Quand viendra le monde nouveau, comme le soleil brille aujourd’hui, Dieu lui-même brillera sur lui ; car il est dit : « Soleil qui ne se couche pas, lampe qui ne s’éteint pas : Dieu lui-même est sa lumière. »
Il relèvera les morts en un clin d’œil. Écoute encore une image tirée de la nourriture que tu sèmes et dont tu vis : grain de blé, d’orge, de lentille, ou toute semence cultivée sur la terre — si elle ne meurt pas, elle ne vit pas.
Lorsqu’elle meurt, son corps est mangé par la poussière avec son enveloppe, comme le corps humain que tu vois.
Quand son corps est consommé dans la terre, un seul grain germe et se multiplie sept fois ; Dieu lui donne le souffle de vie comme il veut, la racine se développe dans la terre et fait sortir une feuille au-dessus du sol.
Vois : si la semence ne meurt pas, elle ne peut pas vivre ; mais lorsqu’elle germe, elle produit une grande récolte.
Dieu place le fruit dans le grain qui a grandi et le revêt d’un corps, comme d’une peau formée par son enveloppe.
Quant aux feuilles, à la tige, à la paille et aux barbes, tu ne les comptes pas ; regarde plutôt combien le grain que tu as semé s’est multiplié.
Ne sois pas insensé : vois combien ta semence s’est multipliée. Ainsi, pense à la résurrection des morts et à la manière dont chacun recevra selon ses œuvres.
Écoute encore : une semence ne devient pas une autre semence.
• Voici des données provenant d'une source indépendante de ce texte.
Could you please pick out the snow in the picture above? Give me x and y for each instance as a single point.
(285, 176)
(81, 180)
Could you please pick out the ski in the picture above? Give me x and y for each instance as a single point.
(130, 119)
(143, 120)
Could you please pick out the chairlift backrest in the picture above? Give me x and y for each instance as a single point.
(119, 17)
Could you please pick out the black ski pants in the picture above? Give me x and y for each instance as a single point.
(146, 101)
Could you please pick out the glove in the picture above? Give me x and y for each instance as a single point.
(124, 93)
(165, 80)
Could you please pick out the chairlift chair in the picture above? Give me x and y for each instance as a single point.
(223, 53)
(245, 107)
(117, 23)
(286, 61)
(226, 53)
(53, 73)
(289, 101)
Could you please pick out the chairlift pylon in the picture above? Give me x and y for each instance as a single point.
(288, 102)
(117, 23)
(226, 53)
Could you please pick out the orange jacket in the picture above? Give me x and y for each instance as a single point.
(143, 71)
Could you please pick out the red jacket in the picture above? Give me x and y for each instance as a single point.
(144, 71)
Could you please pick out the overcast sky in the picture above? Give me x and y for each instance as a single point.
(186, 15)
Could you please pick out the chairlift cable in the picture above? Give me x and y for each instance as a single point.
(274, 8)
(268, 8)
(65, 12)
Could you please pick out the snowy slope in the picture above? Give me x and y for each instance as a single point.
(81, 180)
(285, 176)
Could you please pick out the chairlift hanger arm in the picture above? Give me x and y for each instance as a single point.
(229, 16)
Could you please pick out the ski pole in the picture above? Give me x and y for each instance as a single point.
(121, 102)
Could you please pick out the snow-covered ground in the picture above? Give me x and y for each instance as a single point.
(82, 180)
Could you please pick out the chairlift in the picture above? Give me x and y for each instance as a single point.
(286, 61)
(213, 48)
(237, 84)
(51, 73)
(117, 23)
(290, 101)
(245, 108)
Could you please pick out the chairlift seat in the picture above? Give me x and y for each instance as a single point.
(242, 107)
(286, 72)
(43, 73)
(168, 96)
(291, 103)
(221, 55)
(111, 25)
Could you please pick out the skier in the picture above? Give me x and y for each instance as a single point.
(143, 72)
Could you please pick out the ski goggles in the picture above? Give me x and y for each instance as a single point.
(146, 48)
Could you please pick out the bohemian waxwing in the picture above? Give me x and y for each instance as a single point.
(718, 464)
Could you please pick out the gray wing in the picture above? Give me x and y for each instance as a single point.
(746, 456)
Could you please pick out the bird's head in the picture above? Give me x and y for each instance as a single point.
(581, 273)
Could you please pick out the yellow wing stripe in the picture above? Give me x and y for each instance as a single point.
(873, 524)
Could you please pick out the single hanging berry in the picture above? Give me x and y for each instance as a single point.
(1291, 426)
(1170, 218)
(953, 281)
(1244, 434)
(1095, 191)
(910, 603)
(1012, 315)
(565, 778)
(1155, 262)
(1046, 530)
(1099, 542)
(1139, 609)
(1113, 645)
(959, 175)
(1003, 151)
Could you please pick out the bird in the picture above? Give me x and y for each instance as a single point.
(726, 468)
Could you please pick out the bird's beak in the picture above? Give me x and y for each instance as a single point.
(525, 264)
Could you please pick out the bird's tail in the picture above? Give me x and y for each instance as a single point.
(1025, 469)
Si tu sèmes du blé, récolteras-tu de l’orge ? Si tu sèmes du cumin, récolteras-tu de la vesce ?
Parmi les arbres aussi : si tu plantes un figuier, fera-t-il pousser un amandier ? Si tu plantes un noyer, fera-t-il pousser pour toi une vigne ?
Si tu plantes un fruit doux, fera-t-il pousser de l’amer ? Et si tu plantes un arbre amer, peut-il devenir doux ?
De même, si un pécheur meurt, peut-il devenir juste à la résurrection ? Et si un juste meurt, peut-il devenir pécheur à la résurrection ? Non : chacun recevra selon sa conduite, selon le fruit de son œuvre et selon le travail de ses mains ; personne ne sera condamné pour le péché d’un autre.
Le cèdre du Liban pousse de hautes et grandes branches ; mais si la rosée de l’Hermon ne tombe pas sur lui, son feuillage ne devient pas beau : il sèche et perd ses feuilles.
Le genévrier lui aussi est arraché de ses racines si la pluie de la saison ne descend pas sur lui.
De même, si la rosée de vie venant de Dieu ne descend pas sur les morts, ils ne ressusciteront pas.